How often to recalculate

For most lifters, recalculate at the end of each training block (every 4-8 weeks). The cleanest method:

  1. End of a mesocycle, after your peak/test week.
  2. Take a heavy 3-5 rep set on your main lift at around 1-2 RIR.
  3. Plug the result into the calculator. That's your new estimate for the next block.
  4. Use the new estimate to set training percentages for the next mesocycle.

Doing a true 1RM attempt every 4-8 weeks is unnecessary CNS load. Sub-maximal estimates are nearly as accurate without the recovery cost.

How Coachly handles 1RM tracking

Inside the Coachly app, every set you log updates your estimated 1RM automatically using these same formulas. The Progress tab shows the trend across mesocycles, broken down per lift. The adaptive programming engine uses the rolling 1RM estimate to set load targets for each working set — so you don't need to recalculate manually every block.
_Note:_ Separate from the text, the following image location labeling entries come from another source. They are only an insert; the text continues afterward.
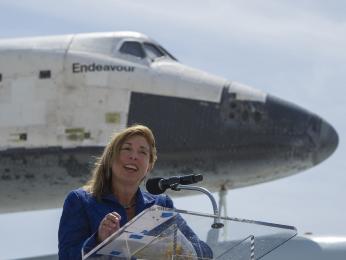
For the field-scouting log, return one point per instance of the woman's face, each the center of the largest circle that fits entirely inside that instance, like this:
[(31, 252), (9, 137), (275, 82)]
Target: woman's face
[(133, 161)]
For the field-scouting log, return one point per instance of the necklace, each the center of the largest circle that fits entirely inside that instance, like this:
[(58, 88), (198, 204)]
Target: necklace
[(129, 206)]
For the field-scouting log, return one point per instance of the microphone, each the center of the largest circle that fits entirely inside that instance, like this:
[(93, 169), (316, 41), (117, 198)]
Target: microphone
[(159, 185)]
When the engine detects a plateau (3+ sessions without rep or load progression), it triggers a deload automatically. When estimated 1RM jumps significantly (5+ kg in a single session), the engine accounts for it on the next training day.

FAQ

Which formula is most accurate? It depends on the rep range. Brzycki is slightly more conservative and tends to be closer at 1-3 reps; Epley is the most-cited and works well at 4-8 reps; Lombardi is best at 1-5 reps for powerlifting populations; Mayhew is well-validated at 5-10 reps. Averaging all four smooths the differences.
Do these formulas work the same for women? Yes — they're not sex-specific. The reps-vs-weight relationship is similar across populations. Some research suggests women may sustain slightly higher rep counts at a given percentage of true 1RM, which would mean the formulas slightly underestimate. The error is small enough to ignore for programming purposes.
Should I trust an estimate from a deep deficit / mid-cut? With caution. Mid-cut lifts can dip 5-10% from rested-state capacity. Use the estimate to set training loads relative to current performance, not as a "true" 1RM benchmark. Recalculate after the cut ends and you've reverse-dieted back to maintenance.
Why does my estimate vary day to day? Day-to-day load variance is real — sleep, food, stress, prior day training, and time of day all shift what feels heavy. A 5-10% session-to-session swing on submaximal sets is normal. Use the trend of estimates over 2-3 sessions, not a single best/worst day.
What's a good 1RM for [lift]? Highly individual. Strength standards charts (like Brett Contreras's or Greg Nuckols's) give population-level benchmarks adjusted for bodyweight and training experience. As a rough lifter milestone: bodyweight bench, 1.5x bodyweight squat, 2x bodyweight deadlift are common intermediate targets.
How do I use the percentages in a programme? Most evidence-based hypertrophy programmes work in the 65-82% range across multiple working sets. Strength-focused programmes spend more time in the 80-92% range. Powerlifting peaking blocks push above 92% for the last few weeks before a meet. The percentages on this page are programming targets — start with the table guidance, adjust based on what actual rep performance shows.
Should I add weight if I beat the rep target at a given percentage? Yes — that's progressive overload working as designed. If 80% allowed you 8 reps and your programme called for 6, your real 1RM has gone up. Bump the calculated 1RM by 2-5kg and retest with new percentages.